He forced himself downstairs, where Princess
especially seemed to get a shock when she saw him. "Sorry for
bothering you at home, Tony. It's clear you're not well." Her nose
twitched, like a doe who smelled something bad in the forest. Like
him, for example. "But something has come to our attention that you
need to see."

Ruth held up a videotape. "Where's your
VCR?"

He led them into the family room. "This
better be good," he warned, but nobody seemed to hear. Ruth popped
in the tape and they all watched for a while, but the dark blurry
images made no sense to him. "All right," he said eventually. "Clue
me in. What the hell is this?"

"It's that elementary school shooting from
back in July," Ruth said. "This is CNN's video, which I brought
in-house for
Kids in Danger
. A 6-year-old boy died,
remember? Kelly covered it."

Sure, he remembered. Tragic stuff, sure, but
these days it happened so often that the edge had worn off. You
couldn't be in TV news and not have the edge wear off. His brother
told him it was like being a cop. "So?"

"So watch it again," Ruth said, and this time
she replayed the tape on slo-mo and pointed to the left side of the
screen. This time he saw the point. Man, did he see the point.
There was a shadowy figure, and now he could tell that it was
Kelly. Ruth reminded him how Kelly had groused about having to stay
overnight to cover the story. And then Princess showed him how
Kelly had shone a flashlight up at the windows and how right after
that the shooting started.

And then the kid had died.

Tony stared at the screen, grappling with it.
Was he seeing what he thought he was seeing? In all his years in TV
news, he'd never run across anything like this. Then again, he'd
never run across anybody like Kelly. If it was true, and it sure as
shootin' looked true, then he had a ginormous problem on his
hands.

Jesus Christ.

His stomach started its preheave dance. He
was done for if this tape got out. He was staring at lawsuit city.
Wouldn't the dead kid's family sue, for wrongful death or
something, if they saw this? Wouldn't the feds get involved? Sure
as hell there'd be a mob of picketers outside the station where the
"child killer" worked. Christ, if this got out, Rhett Pemberley
would can his butt faster than ice melts in Phoenix in July.

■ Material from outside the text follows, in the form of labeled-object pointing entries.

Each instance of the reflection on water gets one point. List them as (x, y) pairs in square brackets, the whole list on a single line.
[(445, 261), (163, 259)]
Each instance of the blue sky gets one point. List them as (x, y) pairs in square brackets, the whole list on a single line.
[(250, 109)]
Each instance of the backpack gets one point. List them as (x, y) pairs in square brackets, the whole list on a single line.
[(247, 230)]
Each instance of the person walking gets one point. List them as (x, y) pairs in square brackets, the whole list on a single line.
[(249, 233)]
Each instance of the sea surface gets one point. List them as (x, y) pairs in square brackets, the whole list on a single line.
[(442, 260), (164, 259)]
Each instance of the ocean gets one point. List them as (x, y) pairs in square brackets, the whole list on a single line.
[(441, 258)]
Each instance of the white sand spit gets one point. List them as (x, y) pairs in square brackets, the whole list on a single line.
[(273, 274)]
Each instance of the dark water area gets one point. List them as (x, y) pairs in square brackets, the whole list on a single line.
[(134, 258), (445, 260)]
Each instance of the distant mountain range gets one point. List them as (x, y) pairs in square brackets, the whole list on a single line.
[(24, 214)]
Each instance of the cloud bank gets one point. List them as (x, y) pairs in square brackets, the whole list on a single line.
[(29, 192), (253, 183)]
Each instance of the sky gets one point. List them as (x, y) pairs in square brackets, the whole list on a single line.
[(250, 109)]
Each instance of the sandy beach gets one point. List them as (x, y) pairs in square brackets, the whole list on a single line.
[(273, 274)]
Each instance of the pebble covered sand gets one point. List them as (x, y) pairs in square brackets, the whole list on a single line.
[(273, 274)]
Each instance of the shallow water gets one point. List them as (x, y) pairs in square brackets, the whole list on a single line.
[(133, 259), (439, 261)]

Tony looked at Princess, on the couch silent
as a cat, and Ruth, still standing by the VCR. The two most
contentious broads in his employ now had the power to bury him with
Pemberley. "Who else has seen this?" he asked.

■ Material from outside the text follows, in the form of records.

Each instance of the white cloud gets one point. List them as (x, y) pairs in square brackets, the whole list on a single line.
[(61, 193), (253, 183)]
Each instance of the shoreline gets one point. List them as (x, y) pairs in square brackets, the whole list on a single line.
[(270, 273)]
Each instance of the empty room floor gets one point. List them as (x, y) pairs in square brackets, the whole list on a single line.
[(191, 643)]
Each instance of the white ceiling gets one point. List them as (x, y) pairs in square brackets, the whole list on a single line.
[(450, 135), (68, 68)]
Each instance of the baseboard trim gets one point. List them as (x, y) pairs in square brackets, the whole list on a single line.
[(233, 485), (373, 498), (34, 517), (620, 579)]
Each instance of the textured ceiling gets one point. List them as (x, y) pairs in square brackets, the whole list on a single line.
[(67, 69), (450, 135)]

Princess answered. "So far, only Ruth and
me."

So far
. "Nobody else?" He felt the
need to confirm it.

This time Princess hesitated. Then, "Not
yet."

That was pretty damn clear. He had to hand it
to her. What do you know? Princess
could
go for the
jugular.

Then he had another thought. "Does Kelly know
you
know what's on this tape?"

Princess shook her head. "We came to you
first."

Now
that
was good news. Tony paced the
family room, his mind working. Maybe this thing was a blessing in
disguise. Heavy disguise, but still. Because if he had something on
Kelly, something she didn't want the world to know, he could can
her ass and still keep her from filing a sexual-harassment suit.
Then his Kelly problem would be solved. And he would emerge, not
exactly victorious, but still standing.

He stopped pacing. "All right," he told them.
"Kelly's gone."

Princess apparently needed clarification. "Do
you mean off the anchor desk? Or fired?"

"I mean fired. But it's important how I play
this, so for right now I'm just gonna tell her she's suspended." He
had to get all his ducks in a row, maybe get Elaine to draft
paperwork he'd make Kelly sign. "The most important thing is that
nobody see that tape."

Princess was shaking her head. "I won't agree
to stay mum indefinitely. The LAPD should see it."

He jabbed his finger at her from across the
room. "All the cops'll do is show it to the kid's family. You might
as well ask for another lawsuit."

"Tony." Princess rose from the couch. "A
child lost his life. Kelly shouldn't get away with just losing her
job."

Ruth popped the tape out of the VCR. "I say
the first order of business is to get Kelly fired. Then we revisit
what to do about the tape. Agreed, Natalie?"

Princess hemmed and hawed for a while but
finally gave in, though it seemed pretty damn grudging.

Then Ruth piped up again. "So what about the
show tonight?"

Tony looked at Princess, standing in his
wood-paneled family room. It always came down to her, didn't it?
Whatever went down. Whatever he did.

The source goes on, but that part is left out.